Miller: In 2017, Oregon became the first state in the country to allow residents to select non-binary in the gender field for driver’s licenses, meaning they could select to put an X there instead of an M or an F. Is that something that medical examiners or death investigators in Oregon are trained to look for?

Repp: Each office is trained differently, and has different resources. I grew up in Clatsop County, and they don’t have a team of 12 certified death investigators there. There just isn’t the resources. So it depends on the training. As we said in the paper, there is no national training required for that.

But interestingly, when we went through all the death records, we couldn’t find a single person that had X on their death certificate. So I don’t know if everybody who uses the X is dying in a hospital, or if nobody’s using it, but we could not find it anywhere.

Miller: What are the societal repercussions of the misgendering that you have found?
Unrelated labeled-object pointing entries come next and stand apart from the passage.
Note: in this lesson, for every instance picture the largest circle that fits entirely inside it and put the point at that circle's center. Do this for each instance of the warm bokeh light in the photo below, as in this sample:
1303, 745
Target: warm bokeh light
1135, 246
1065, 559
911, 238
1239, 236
Repp: So when a population is not counted, it is erased, period. This happens to our Alaska Native communities, and it’s considered a genocide by data. Essentially, you are erasing an entire population. And we already know about our trans folks that they are at a higher risk for violence. And we don’t even have the systems to really measure that. So the implication, to me personally, is that there is a lot more going on, which could be incredibly significant, that we’re just not capturing because we don’t have the ability, or we haven’t made the ability, to do so yet. We literally do not have a way to capture transgender individuals in a systematic way, and the violence that they experience.
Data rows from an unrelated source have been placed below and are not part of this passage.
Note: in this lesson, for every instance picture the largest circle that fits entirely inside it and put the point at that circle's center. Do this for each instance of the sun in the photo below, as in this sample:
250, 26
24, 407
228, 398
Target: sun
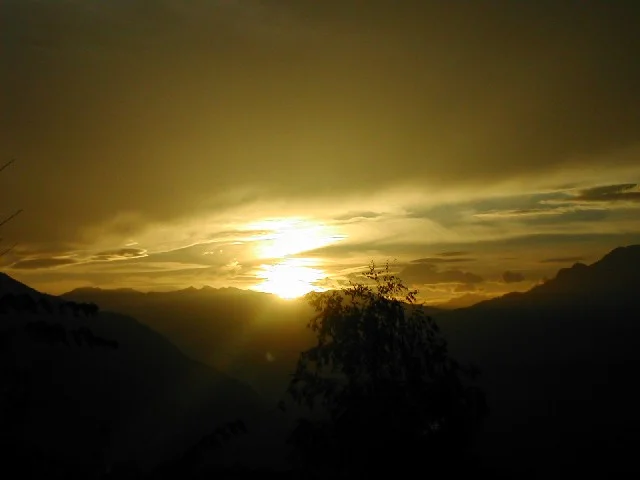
289, 279
281, 240
291, 236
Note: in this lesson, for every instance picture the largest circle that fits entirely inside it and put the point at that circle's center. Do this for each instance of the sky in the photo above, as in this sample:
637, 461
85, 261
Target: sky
476, 146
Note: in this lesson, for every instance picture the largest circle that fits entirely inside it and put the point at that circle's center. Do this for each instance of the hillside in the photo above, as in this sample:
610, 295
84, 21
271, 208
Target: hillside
558, 365
83, 388
252, 336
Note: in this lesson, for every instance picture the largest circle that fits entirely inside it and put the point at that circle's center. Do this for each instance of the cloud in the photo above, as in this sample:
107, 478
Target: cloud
610, 193
357, 215
42, 263
465, 287
305, 91
443, 260
562, 260
512, 277
424, 273
119, 254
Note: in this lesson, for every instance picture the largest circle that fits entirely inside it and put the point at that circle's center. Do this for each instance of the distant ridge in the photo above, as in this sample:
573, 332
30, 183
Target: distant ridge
613, 278
87, 373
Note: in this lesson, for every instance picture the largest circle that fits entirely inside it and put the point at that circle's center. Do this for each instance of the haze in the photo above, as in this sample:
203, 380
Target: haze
282, 145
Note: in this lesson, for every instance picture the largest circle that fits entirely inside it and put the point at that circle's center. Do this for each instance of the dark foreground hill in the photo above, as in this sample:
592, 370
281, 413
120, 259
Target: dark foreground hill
559, 362
560, 365
252, 336
85, 391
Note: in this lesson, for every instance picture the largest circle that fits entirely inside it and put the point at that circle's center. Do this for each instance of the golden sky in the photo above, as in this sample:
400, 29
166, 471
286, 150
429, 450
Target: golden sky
162, 144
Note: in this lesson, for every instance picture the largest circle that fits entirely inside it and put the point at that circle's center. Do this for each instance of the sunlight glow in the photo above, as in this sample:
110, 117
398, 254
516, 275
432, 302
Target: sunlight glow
290, 278
291, 236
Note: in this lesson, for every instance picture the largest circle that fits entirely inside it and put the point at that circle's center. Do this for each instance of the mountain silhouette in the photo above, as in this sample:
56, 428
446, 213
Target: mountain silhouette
253, 336
558, 364
101, 389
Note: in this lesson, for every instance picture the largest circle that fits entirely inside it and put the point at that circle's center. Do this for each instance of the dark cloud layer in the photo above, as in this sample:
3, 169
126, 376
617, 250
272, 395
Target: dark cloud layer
443, 260
512, 277
562, 260
609, 193
42, 263
424, 274
119, 254
110, 106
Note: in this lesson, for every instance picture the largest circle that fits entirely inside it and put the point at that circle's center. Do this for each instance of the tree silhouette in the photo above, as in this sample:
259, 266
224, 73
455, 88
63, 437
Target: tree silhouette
391, 396
5, 220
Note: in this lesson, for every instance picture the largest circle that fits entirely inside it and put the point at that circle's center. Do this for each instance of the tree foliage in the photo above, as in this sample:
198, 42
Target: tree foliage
382, 375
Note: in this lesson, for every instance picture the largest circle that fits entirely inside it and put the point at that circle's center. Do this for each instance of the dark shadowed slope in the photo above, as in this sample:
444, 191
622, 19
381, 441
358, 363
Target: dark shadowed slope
560, 364
87, 389
252, 336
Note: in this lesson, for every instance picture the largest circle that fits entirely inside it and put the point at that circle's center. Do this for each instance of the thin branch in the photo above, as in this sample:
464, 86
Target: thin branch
10, 217
7, 164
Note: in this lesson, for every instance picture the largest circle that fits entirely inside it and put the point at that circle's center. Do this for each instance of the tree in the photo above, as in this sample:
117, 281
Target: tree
4, 221
389, 393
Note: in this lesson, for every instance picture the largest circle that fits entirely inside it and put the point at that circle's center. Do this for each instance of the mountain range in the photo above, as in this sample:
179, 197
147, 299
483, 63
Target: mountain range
83, 388
557, 361
558, 364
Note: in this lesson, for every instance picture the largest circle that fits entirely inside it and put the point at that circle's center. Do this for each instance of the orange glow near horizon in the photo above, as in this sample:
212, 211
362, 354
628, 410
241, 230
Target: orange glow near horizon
290, 278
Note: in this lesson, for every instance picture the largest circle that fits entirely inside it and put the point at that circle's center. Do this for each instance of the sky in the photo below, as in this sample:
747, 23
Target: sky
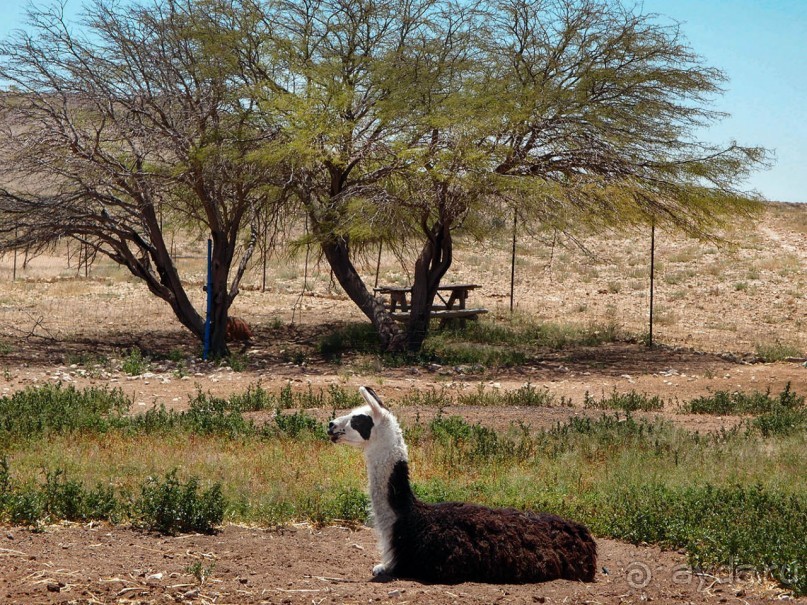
761, 45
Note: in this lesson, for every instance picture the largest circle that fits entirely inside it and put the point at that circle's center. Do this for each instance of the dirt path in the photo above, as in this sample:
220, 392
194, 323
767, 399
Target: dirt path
306, 565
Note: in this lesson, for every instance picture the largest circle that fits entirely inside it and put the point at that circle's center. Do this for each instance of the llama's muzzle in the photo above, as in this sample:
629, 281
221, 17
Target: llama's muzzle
334, 434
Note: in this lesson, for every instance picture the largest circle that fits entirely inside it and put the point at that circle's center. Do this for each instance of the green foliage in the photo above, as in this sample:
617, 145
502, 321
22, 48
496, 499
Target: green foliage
718, 526
299, 424
172, 507
780, 421
135, 363
725, 402
200, 571
627, 402
777, 351
55, 408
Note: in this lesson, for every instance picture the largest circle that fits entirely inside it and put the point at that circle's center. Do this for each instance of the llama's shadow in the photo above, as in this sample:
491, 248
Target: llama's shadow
383, 579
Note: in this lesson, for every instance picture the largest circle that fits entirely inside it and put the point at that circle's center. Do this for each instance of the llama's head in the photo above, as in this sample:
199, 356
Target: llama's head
362, 426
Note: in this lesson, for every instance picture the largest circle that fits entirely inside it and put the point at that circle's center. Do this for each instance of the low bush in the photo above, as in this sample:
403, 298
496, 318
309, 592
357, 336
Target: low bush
627, 402
170, 506
56, 408
725, 402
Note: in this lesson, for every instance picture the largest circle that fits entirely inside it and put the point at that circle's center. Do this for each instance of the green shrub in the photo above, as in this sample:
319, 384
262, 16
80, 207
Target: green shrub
54, 408
172, 507
777, 351
740, 526
135, 363
724, 402
627, 402
300, 424
780, 421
We all know governments make their funding decisions for vulnerable populations based on that information. So if we don’t have any information on that, we can’t advocate for funding, because they don’t exist, because there’s no data. It’s a really, really significant problem.
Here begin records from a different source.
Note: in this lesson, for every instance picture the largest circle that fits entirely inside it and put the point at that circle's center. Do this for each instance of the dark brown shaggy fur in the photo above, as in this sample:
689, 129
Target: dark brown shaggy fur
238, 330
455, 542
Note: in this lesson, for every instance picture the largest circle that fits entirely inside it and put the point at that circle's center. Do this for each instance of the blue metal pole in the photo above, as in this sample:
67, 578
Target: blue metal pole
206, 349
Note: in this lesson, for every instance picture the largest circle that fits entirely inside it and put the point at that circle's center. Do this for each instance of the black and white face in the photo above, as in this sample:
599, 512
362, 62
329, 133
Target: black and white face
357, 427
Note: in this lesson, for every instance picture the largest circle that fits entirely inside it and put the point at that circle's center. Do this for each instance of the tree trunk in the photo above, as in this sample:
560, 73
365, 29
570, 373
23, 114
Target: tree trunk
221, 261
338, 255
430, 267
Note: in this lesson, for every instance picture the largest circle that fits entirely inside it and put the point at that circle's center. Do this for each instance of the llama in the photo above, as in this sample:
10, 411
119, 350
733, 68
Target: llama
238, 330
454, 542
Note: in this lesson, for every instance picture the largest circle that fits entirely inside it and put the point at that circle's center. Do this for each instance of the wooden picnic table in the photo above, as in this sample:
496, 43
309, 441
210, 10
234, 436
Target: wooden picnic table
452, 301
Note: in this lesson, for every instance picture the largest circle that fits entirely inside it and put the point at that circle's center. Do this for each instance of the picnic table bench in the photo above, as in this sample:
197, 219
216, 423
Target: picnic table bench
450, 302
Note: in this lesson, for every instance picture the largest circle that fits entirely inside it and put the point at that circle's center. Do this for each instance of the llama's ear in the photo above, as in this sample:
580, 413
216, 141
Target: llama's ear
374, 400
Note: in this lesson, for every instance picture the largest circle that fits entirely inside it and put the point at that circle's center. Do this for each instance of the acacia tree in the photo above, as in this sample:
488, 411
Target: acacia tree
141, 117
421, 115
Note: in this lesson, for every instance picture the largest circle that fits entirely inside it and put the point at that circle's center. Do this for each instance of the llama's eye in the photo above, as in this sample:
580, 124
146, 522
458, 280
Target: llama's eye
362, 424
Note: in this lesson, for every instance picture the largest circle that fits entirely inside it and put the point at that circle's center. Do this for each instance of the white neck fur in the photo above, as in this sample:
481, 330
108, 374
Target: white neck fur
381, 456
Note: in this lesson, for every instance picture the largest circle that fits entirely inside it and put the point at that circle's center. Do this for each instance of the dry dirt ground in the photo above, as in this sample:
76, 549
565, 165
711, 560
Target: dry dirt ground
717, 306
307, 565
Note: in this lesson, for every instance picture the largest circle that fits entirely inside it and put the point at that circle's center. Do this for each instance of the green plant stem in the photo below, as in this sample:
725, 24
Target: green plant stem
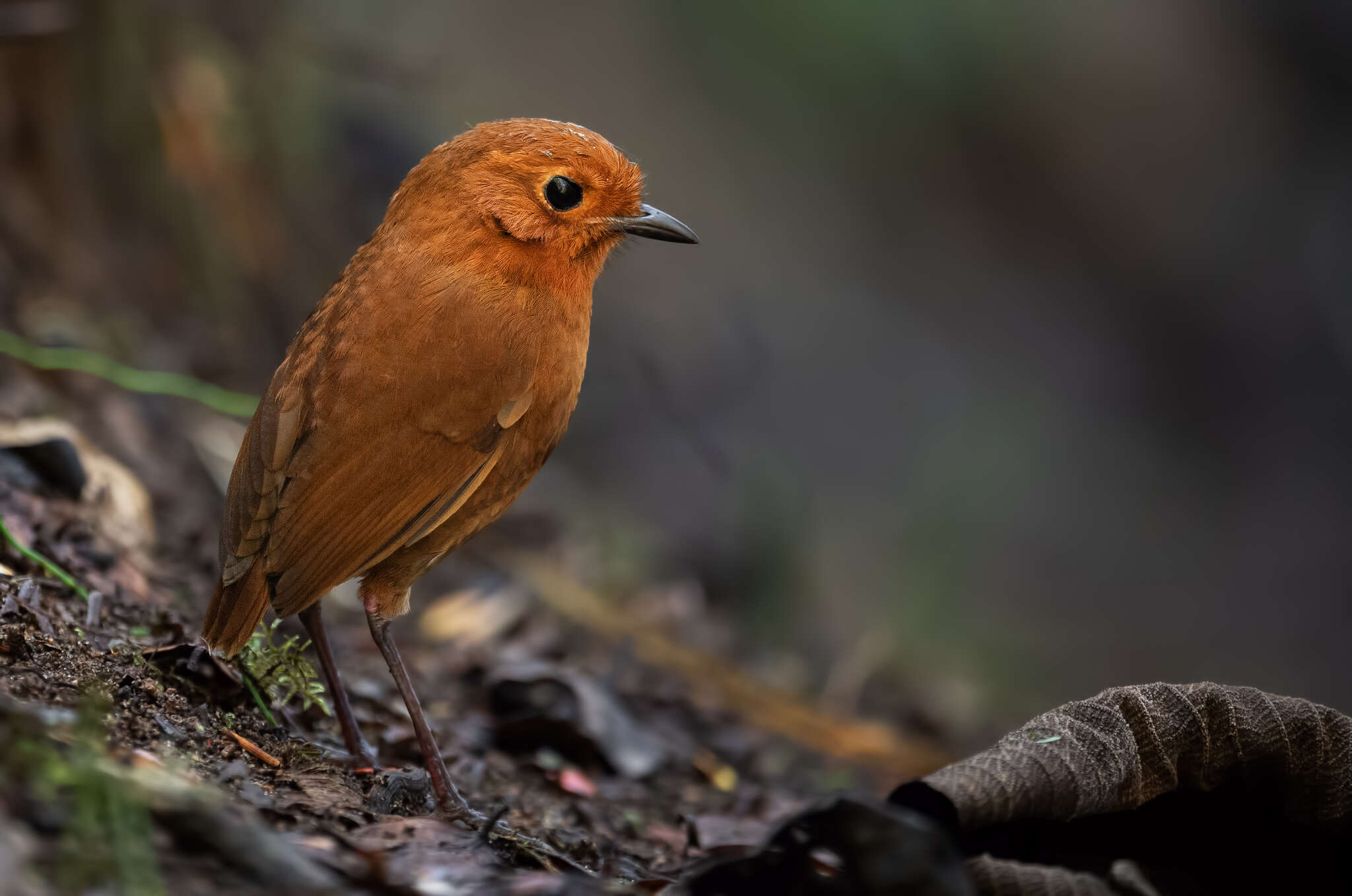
67, 579
130, 379
257, 697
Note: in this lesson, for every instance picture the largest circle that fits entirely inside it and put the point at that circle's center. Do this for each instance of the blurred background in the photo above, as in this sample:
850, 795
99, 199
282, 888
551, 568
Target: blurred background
1013, 366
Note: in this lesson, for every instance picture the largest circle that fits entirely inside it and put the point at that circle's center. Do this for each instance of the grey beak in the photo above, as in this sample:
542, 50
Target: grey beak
656, 225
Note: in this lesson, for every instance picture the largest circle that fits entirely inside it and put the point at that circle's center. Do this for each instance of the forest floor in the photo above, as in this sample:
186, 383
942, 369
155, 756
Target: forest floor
134, 760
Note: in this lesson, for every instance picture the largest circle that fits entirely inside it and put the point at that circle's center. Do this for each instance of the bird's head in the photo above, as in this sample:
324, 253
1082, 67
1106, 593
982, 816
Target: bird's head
530, 199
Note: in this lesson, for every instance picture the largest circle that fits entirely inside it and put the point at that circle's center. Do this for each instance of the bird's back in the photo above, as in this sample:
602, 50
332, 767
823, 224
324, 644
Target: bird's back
410, 411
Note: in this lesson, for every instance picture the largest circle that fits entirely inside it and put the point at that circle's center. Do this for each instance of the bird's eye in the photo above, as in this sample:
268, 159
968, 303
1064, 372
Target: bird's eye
562, 192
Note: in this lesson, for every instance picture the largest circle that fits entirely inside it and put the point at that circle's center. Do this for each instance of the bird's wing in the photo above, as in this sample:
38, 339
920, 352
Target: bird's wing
370, 437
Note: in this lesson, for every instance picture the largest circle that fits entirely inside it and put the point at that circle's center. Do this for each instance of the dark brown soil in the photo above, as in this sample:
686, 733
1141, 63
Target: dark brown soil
166, 705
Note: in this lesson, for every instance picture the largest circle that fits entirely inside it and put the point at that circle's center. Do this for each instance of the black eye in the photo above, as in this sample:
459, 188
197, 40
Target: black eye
562, 192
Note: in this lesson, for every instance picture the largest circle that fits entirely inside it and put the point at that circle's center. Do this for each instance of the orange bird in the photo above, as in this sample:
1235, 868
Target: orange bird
426, 389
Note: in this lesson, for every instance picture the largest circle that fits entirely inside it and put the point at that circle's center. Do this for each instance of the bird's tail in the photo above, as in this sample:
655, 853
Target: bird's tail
236, 610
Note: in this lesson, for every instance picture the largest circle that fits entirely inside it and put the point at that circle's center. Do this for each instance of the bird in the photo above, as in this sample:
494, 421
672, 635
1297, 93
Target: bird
428, 387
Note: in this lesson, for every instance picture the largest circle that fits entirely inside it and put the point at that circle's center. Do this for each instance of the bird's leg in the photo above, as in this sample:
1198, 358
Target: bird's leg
449, 802
357, 746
Miller: You’re looking at data from the tri-county region, the Portland area. Do you have any sense for how the rest of the state, or even the rest of the country for that matter, might compare?

Repp: We can only see our own data, I cannot see any other county in Oregon. So I don’t want to speak to that. But we’re all using the same software and the same death certificates in Oregon.

California, they’re the most progressive in the country on this. They have developed essentially a form a person who is transgender can fill out while they’re alive that protects the next of kin from being able to change their sex on their death certificate. So that was kind of their work around to fix one of the problems. But we don’t have anything like that in Oregon. We were not able to find anything like that in any other state in the country.

Miller: What other changes are you recommending at the local or a higher level to address some of these issues?

Repp: So at the federal level, I would just request more options on our birth and death certificates. At least our death certificates, right? A person may not be assigned transgender at birth, I would assume. But they could be intersex, or they could be X. We don’t have a way to capture that at birth, but we should capture it at death. And honestly, it’s a lot of paperwork and laws and all that kind of stuff. But really, we’re just asking to add a few more categories to the death certificate so people can be respected and honored in their death, like everybody else is.

Miller: Finally, the purpose of this study was not to look into the deaths themselves. It was to look into the percentage of transgender or non-binary people who were misgendered on these official records. But did anything stand out to you in terms of the deaths themselves?

Repp: Yes. The majority of our deaths in our transgender community in the Portland Metro area were by suicide. And that again speaks to the overwhelming need in this community for protection, and acknowledgement, and validation, so things like that, deaths by suicide, can also stop happening. This really affects people’s lives, dramatically.